Brett F. Beitzel, Russell R. Bakken, Jeffrey M. Smith, Connie S. Schmaljohn*

The United States Army Medical Research Institute of Infectious Diseases, Fort Detrick, Maryland, United States of America

We have developed a high-resolution genomic mapping technique that combines transposon-mediated insertional mutagenesis with either capillary electrophoresis or massively parallel sequencing to identify functionally important regions of the Venezuelan equine encephalitis virus (VEEV) genome. We initially used a capillary electrophoresis method to gain insight into the role of the VEEV nonstructural protein 3 (nsP3) in viral replication. We identified several regions in nsP3 that are intolerant to small (15 bp) insertions, and thus are presumably functionally important. We also identified nine separate regions in nsP3 that will tolerate small insertions at low temperatures (30°C), but not at higher temperatures (37°C, and 40°C). Because we found this method to be extremely effective at identifying temperature sensitive (ts) mutations, but limited by capillary electrophoresis capacity, we replaced the capillary electrophoresis with massively parallel sequencing and used the improved method to generate a functional map of the entire VEEV genome. We identified several hundred potential ts mutations throughout the genome and we validated several of the mutations in nsP2, nsP3, E3, E2, E1 and capsid using single-cycle growth curve experiments with virus generated through reverse genetics. We further demonstrated that two of the nsP3 ts mutants were attenuated for virulence in mice but could elicit protective immunity against challenge with wild-type VEEV. The recombinant ts mutants will be valuable tools for further studies of VEEV replication and virulence. Moreover, the method that we developed is applicable for generating such tools for any virus with a robust reverse genetics system.


Beitzel et al recently publish the development of a ‘high-resolution genomic mapping technique’ that will facilitate the easier investigation of particular viral genes in a range of virus/host interactions. Venezuelan equine encephalitis virus, endemic to South America, is an important zoonotic pathogen that continually re-emerges from its rodent reservoir via a mosquito vector causing potentially fatal encephalitis in both humans and horses. There is currently no vaccines or anti-viral treatments for this disease and the exact roles that each of its 8 proteins play in its basic biology and replication are currently being investigated, hoping to yield helpful insight.

Studying the role of nsP3 gene in VEEV but later expanding it the rest of the genome, the group used a technique called transposon mutagenesis in which a short (15 nucleotides) DNA fragment is inserted randomly into the target gene or genome being studied. They generated a large cDNA library with high coverage in that every nucleotide had been targeted around 200 times and using high- throughput DNA sequencing were able to map the inserts at a high resolution and record the frequency that they were present at. Combining this with a reverse genetics system, they generated recombinant infectious virus carrying and expressing the inserts in order to assess their function in replication and initially, the group assessed the role that these inserts had on replication at particular temperatures.

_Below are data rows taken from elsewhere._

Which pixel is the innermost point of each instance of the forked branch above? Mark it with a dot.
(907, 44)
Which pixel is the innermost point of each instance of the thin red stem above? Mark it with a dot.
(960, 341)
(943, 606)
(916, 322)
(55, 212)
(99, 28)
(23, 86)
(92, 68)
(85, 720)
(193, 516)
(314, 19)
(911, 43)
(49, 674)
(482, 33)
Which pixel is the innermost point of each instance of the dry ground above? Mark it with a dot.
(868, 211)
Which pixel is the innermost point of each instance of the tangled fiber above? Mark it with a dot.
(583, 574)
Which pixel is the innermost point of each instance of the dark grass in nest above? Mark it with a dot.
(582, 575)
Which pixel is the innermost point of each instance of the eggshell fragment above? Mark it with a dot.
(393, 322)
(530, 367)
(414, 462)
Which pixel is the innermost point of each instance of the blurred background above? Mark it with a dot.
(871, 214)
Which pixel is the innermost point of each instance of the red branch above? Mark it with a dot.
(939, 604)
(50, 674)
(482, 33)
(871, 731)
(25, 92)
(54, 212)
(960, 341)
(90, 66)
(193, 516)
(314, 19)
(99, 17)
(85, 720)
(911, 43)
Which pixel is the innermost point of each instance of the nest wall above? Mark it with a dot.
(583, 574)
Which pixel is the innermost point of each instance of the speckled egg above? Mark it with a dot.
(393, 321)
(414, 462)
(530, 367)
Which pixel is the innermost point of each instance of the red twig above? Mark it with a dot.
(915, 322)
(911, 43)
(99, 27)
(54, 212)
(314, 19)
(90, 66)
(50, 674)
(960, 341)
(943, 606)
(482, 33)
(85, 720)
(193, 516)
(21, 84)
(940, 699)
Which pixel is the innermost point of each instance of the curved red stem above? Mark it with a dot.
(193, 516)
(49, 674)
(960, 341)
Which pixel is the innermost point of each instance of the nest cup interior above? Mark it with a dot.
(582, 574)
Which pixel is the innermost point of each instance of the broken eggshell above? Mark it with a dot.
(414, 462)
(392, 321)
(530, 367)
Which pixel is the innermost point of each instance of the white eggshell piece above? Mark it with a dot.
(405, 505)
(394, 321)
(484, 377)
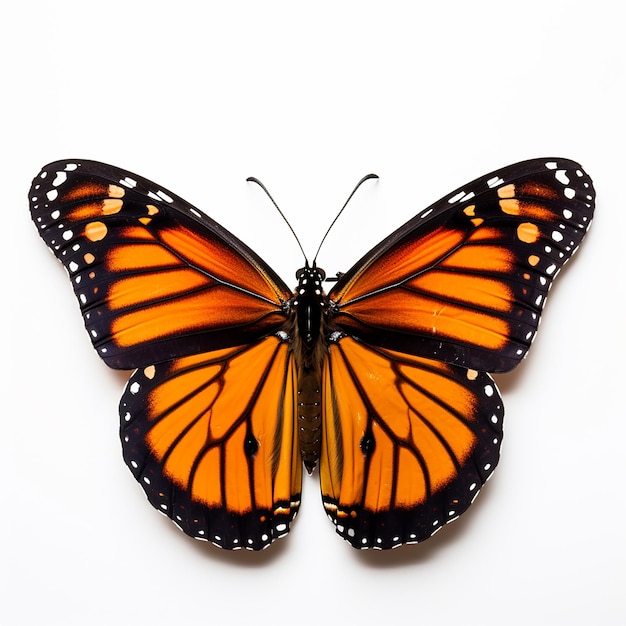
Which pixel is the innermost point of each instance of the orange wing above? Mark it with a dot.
(465, 280)
(155, 278)
(407, 442)
(211, 440)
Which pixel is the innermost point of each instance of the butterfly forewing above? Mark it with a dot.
(155, 278)
(465, 280)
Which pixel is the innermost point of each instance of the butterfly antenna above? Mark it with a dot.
(252, 179)
(368, 177)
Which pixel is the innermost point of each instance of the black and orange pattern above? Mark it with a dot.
(396, 356)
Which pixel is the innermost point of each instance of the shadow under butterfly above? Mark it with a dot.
(383, 383)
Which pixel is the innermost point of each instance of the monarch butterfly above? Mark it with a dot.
(383, 383)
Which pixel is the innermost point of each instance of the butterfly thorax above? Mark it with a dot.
(309, 348)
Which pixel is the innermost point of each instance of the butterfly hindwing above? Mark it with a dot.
(211, 440)
(155, 278)
(408, 442)
(465, 280)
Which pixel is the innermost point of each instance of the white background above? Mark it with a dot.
(309, 98)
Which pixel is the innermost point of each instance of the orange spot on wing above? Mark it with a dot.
(528, 232)
(95, 231)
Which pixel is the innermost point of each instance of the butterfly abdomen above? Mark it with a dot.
(309, 351)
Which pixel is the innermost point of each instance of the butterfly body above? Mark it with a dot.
(383, 383)
(309, 347)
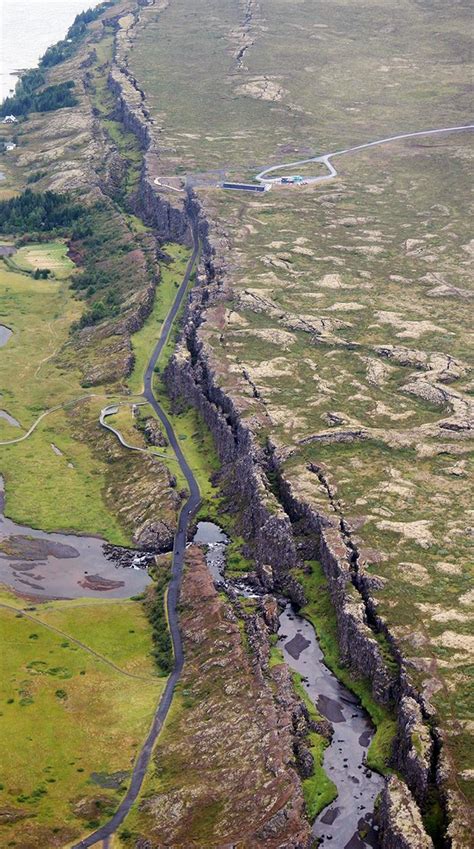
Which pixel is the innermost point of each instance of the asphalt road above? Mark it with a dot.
(325, 158)
(189, 508)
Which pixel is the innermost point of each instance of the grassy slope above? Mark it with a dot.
(320, 613)
(51, 255)
(54, 690)
(342, 68)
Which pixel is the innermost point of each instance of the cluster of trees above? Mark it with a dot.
(64, 49)
(41, 215)
(38, 211)
(30, 100)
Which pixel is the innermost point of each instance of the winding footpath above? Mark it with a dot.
(17, 610)
(189, 508)
(103, 833)
(325, 158)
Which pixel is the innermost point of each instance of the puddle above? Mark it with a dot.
(58, 565)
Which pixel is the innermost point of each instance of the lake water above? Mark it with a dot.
(27, 28)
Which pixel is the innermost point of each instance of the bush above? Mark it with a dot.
(51, 98)
(64, 49)
(43, 211)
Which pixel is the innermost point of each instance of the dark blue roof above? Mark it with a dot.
(245, 187)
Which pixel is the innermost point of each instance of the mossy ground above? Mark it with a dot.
(378, 257)
(320, 612)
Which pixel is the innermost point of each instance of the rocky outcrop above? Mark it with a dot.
(155, 536)
(400, 822)
(265, 519)
(413, 748)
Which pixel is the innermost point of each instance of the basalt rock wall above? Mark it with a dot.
(266, 521)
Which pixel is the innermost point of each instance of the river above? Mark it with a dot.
(27, 28)
(59, 565)
(348, 822)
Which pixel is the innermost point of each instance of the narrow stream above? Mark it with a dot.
(347, 822)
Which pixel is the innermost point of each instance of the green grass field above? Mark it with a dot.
(75, 715)
(46, 255)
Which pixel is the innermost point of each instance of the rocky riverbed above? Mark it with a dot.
(348, 822)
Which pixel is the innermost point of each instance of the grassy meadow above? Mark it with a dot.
(80, 720)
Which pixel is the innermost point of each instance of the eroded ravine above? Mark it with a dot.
(348, 822)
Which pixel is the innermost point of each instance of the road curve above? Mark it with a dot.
(189, 508)
(325, 158)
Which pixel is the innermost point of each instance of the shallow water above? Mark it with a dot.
(344, 759)
(342, 823)
(60, 565)
(214, 538)
(28, 28)
(5, 334)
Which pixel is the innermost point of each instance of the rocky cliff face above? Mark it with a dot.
(400, 822)
(266, 521)
(269, 523)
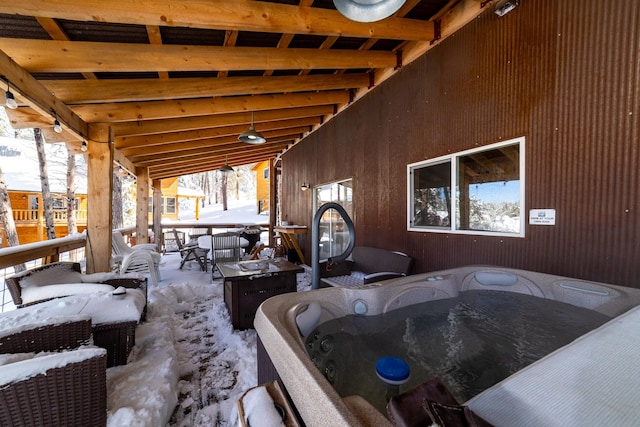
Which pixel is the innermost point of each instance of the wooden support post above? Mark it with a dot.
(142, 205)
(99, 202)
(273, 201)
(157, 213)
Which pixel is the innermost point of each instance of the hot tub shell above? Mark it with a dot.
(314, 397)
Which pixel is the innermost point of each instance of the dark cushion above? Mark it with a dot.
(431, 403)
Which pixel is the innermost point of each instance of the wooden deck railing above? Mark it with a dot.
(33, 215)
(72, 248)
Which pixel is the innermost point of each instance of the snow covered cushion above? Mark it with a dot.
(40, 292)
(61, 273)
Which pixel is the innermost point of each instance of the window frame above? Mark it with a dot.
(453, 159)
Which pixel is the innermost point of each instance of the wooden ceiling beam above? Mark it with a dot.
(59, 56)
(154, 110)
(149, 127)
(207, 167)
(239, 15)
(149, 141)
(39, 98)
(213, 163)
(129, 90)
(229, 151)
(142, 154)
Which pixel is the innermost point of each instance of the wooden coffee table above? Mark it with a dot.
(247, 284)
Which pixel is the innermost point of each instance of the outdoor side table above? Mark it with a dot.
(247, 284)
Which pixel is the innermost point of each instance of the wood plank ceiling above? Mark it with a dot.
(173, 83)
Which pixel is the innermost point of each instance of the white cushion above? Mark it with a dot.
(38, 293)
(51, 276)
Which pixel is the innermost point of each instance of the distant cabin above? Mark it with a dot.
(262, 186)
(28, 214)
(171, 196)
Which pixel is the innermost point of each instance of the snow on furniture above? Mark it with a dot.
(113, 317)
(366, 265)
(43, 388)
(64, 279)
(51, 334)
(142, 258)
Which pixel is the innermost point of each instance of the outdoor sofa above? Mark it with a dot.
(114, 317)
(50, 374)
(365, 265)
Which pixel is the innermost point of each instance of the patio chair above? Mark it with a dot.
(225, 247)
(62, 387)
(141, 258)
(141, 262)
(191, 252)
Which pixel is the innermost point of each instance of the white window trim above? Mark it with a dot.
(452, 158)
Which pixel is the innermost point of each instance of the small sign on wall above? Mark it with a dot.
(542, 216)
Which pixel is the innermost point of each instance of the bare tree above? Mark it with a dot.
(6, 216)
(44, 181)
(72, 226)
(117, 211)
(223, 190)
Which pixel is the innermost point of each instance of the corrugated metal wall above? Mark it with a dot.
(563, 73)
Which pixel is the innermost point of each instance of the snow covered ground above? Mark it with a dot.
(189, 366)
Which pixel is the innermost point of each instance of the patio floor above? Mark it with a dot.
(189, 366)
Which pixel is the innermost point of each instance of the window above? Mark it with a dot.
(169, 205)
(334, 234)
(488, 196)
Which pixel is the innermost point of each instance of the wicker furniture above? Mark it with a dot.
(60, 273)
(113, 319)
(63, 388)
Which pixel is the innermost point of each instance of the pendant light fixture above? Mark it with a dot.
(10, 100)
(226, 168)
(251, 136)
(368, 10)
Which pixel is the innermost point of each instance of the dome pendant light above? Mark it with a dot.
(368, 10)
(251, 136)
(226, 168)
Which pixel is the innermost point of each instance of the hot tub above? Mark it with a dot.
(320, 405)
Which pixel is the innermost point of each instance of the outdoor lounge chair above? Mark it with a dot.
(40, 284)
(61, 388)
(191, 252)
(225, 247)
(366, 265)
(141, 258)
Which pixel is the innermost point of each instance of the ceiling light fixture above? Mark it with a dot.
(10, 100)
(251, 136)
(368, 10)
(226, 168)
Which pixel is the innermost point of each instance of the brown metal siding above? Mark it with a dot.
(563, 73)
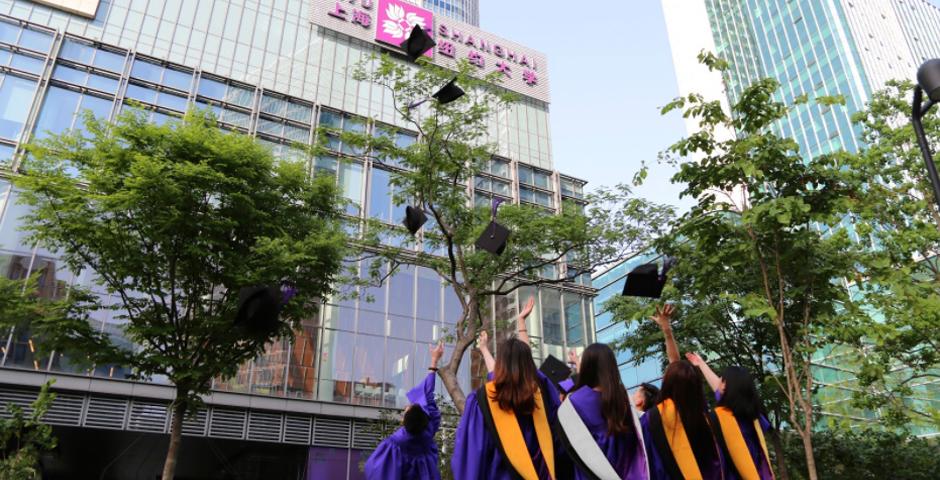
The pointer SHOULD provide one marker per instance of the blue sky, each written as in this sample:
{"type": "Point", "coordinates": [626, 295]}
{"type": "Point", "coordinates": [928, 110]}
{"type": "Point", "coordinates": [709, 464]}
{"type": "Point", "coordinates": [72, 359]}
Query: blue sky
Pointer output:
{"type": "Point", "coordinates": [606, 96]}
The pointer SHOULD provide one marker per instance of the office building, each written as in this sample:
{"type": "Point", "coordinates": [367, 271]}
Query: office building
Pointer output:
{"type": "Point", "coordinates": [273, 69]}
{"type": "Point", "coordinates": [813, 48]}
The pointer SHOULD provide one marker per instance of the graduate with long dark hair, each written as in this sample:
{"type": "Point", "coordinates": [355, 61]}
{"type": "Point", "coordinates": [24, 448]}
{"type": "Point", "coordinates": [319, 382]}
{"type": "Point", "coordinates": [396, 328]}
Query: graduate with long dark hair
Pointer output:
{"type": "Point", "coordinates": [411, 453]}
{"type": "Point", "coordinates": [505, 431]}
{"type": "Point", "coordinates": [602, 432]}
{"type": "Point", "coordinates": [740, 415]}
{"type": "Point", "coordinates": [679, 440]}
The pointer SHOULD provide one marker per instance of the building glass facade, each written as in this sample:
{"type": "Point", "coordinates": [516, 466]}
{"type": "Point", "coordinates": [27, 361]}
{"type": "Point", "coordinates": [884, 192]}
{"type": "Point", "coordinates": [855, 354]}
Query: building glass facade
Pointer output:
{"type": "Point", "coordinates": [264, 70]}
{"type": "Point", "coordinates": [609, 284]}
{"type": "Point", "coordinates": [817, 48]}
{"type": "Point", "coordinates": [467, 11]}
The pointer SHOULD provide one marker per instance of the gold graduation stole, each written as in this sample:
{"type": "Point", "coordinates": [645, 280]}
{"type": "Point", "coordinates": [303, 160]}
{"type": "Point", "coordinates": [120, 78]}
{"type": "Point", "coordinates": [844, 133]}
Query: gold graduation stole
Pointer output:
{"type": "Point", "coordinates": [677, 441]}
{"type": "Point", "coordinates": [504, 426]}
{"type": "Point", "coordinates": [736, 447]}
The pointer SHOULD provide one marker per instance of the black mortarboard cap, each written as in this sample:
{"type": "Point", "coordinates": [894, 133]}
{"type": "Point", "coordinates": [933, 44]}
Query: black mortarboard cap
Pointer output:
{"type": "Point", "coordinates": [646, 281]}
{"type": "Point", "coordinates": [449, 92]}
{"type": "Point", "coordinates": [556, 371]}
{"type": "Point", "coordinates": [414, 219]}
{"type": "Point", "coordinates": [258, 310]}
{"type": "Point", "coordinates": [417, 43]}
{"type": "Point", "coordinates": [494, 238]}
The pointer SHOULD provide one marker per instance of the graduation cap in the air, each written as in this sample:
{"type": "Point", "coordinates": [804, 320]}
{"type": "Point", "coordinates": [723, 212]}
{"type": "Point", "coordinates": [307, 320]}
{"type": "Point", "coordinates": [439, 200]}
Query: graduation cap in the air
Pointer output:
{"type": "Point", "coordinates": [259, 309]}
{"type": "Point", "coordinates": [448, 93]}
{"type": "Point", "coordinates": [558, 372]}
{"type": "Point", "coordinates": [494, 236]}
{"type": "Point", "coordinates": [414, 219]}
{"type": "Point", "coordinates": [646, 280]}
{"type": "Point", "coordinates": [418, 43]}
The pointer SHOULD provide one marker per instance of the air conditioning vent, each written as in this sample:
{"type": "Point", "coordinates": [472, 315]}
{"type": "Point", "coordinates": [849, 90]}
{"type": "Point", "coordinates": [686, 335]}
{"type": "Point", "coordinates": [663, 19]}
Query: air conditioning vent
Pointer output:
{"type": "Point", "coordinates": [297, 429]}
{"type": "Point", "coordinates": [104, 412]}
{"type": "Point", "coordinates": [66, 409]}
{"type": "Point", "coordinates": [20, 398]}
{"type": "Point", "coordinates": [366, 435]}
{"type": "Point", "coordinates": [331, 432]}
{"type": "Point", "coordinates": [195, 424]}
{"type": "Point", "coordinates": [264, 427]}
{"type": "Point", "coordinates": [227, 424]}
{"type": "Point", "coordinates": [148, 417]}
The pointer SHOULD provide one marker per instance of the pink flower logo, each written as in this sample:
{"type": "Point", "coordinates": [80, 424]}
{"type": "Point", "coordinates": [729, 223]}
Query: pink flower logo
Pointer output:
{"type": "Point", "coordinates": [397, 18]}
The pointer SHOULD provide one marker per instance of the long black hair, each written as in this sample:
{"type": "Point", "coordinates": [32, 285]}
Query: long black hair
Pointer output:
{"type": "Point", "coordinates": [598, 369]}
{"type": "Point", "coordinates": [740, 395]}
{"type": "Point", "coordinates": [683, 385]}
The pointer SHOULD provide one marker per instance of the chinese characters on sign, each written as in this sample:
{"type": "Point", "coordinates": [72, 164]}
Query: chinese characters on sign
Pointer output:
{"type": "Point", "coordinates": [390, 22]}
{"type": "Point", "coordinates": [342, 11]}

By altering the temperatures in which the viruses were grown they were to able to effectively screen for a particular phenotype (the ability to grow at 40 degrees for example) and easily map the locations that would and would-not tolerate the 15bp insertions. Using this method they generated temperature sensitive (ts) mutants that were able to replicate at one temperature (30) and not at another (40).